THREAT NO. 4 Whistle-blowers
SOLUTION Stay Compliant
This one is a no-brainer.
Quite recently Deutsche Bank paid a $2.5 billion fine for illegal manipulation of the Libor. No less than $200 million of that went not to the authorities but to a whistle-blower who provided “timely original information” that significantly contributed to the “already ongoing investigation”, as the CFTC put it.
This came shortly after the SEC awarded $110 million to another whistle-blower, breaking the previous record in this area, held by the SEC, of $114 million, set at the end of 2020.
All in all, in 2021 over $1 billion were distributed to whistle-blowers in the US, but the trend isn’t limited to the States. In March this year the FCA launched a campaign called “In Confidence, with Confidence”, which includes a “digital toolkit” designed to help whistle-blowers come forward. Yes, exactly – the FCA is digitising its online onboarding of whistle-blowers.
Now, unless you intend on remunerating all your employees in the millions of dollars, the only real solution for this threat is to simply comply with regulations. RegTech tools that automate onboarding, and keep a neat audit track, can help you with that.

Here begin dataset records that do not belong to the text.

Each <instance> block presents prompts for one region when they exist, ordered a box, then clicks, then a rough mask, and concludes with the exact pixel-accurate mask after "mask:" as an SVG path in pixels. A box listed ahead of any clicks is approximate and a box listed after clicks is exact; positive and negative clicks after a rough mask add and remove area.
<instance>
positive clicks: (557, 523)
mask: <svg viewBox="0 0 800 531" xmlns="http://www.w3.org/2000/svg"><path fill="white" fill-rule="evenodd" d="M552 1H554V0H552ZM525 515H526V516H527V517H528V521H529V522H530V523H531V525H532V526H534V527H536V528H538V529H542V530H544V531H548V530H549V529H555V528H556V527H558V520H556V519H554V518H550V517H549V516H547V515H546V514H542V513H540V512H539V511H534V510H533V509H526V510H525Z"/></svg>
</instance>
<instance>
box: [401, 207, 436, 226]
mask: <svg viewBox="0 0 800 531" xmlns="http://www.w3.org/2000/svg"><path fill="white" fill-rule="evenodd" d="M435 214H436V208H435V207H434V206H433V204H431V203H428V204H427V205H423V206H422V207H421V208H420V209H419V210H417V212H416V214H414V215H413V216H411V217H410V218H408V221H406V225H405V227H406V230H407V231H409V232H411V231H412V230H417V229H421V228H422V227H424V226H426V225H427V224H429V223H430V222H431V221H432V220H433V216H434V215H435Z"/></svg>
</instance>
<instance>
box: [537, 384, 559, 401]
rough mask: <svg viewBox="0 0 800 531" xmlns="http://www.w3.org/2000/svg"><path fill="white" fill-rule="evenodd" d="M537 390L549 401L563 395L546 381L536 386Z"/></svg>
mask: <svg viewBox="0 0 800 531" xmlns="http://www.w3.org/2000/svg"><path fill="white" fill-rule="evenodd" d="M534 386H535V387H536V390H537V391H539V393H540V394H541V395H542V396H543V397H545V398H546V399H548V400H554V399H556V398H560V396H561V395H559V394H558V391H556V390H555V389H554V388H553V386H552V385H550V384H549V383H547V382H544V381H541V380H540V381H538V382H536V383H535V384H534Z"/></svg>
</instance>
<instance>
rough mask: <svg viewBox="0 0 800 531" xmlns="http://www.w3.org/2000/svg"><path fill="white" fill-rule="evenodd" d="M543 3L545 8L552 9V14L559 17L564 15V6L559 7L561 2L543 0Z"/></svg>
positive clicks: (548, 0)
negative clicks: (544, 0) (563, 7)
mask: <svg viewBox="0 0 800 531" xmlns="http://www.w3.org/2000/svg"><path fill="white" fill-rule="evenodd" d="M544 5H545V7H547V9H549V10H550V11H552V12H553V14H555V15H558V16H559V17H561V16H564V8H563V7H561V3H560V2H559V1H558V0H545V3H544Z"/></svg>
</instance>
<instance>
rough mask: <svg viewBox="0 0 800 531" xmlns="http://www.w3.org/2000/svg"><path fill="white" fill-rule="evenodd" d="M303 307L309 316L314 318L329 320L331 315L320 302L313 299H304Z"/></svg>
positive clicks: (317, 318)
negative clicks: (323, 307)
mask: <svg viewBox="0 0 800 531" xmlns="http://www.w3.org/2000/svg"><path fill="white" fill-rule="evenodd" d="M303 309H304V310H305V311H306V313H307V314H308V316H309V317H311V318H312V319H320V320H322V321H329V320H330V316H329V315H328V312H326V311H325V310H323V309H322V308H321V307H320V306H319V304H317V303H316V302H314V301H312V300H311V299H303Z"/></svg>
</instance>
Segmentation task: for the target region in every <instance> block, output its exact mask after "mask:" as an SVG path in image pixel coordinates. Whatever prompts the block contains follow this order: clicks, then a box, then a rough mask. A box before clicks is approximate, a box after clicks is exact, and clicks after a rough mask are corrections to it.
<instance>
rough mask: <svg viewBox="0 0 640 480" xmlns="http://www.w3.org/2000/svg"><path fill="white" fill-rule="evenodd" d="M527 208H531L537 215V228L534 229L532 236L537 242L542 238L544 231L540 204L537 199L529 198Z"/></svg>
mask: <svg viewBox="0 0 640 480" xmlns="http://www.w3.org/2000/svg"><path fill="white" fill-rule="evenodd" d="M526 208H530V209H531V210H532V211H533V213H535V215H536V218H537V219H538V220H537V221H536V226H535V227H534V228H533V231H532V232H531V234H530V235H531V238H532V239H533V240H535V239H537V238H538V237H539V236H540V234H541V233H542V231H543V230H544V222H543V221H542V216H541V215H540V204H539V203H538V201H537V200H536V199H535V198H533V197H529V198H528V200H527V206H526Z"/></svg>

THREAT NO. 5 “MiFIDation” of Crypto, Payments
SOLUTION Set the Infrastructure Already Today
Earlier this year the EU published a briefing by the name “Updating the Crypto Assets Regulation and establishing a pilot regime for distributed ledger technology” in which it briefed, among others, that “the markets in crypto assets (MiCA) proposal intends to adapt to the latest technological trends in the fintech sector and to address the problem that all crypto assets do not fall within the existing markets covered by financial services legislation in the EU (also known as MiFID II).” Under the “range of options considered” by the EU, according to the briefing, were also “options for crypto-assets qualifying as financial instruments under MiFID II”. One of these options was even “legislation free”, meaning, that certain crypto assets will be classified as securities by power of the Commission and ESMA communications and guidelines alone.
This is another clear sign that onboarding regulations in the crypto sector – and possibly the payments sector as well – are likely to tighten in the near future.
This requires organisations to lay the foundations for a MiFID-like onboarding process. This should affect, of course, the choice of providers already now – no point choosing a client onboarding platform that does not have the capability to perform MiFID II like onboarding, because it might require replacing in a year or two.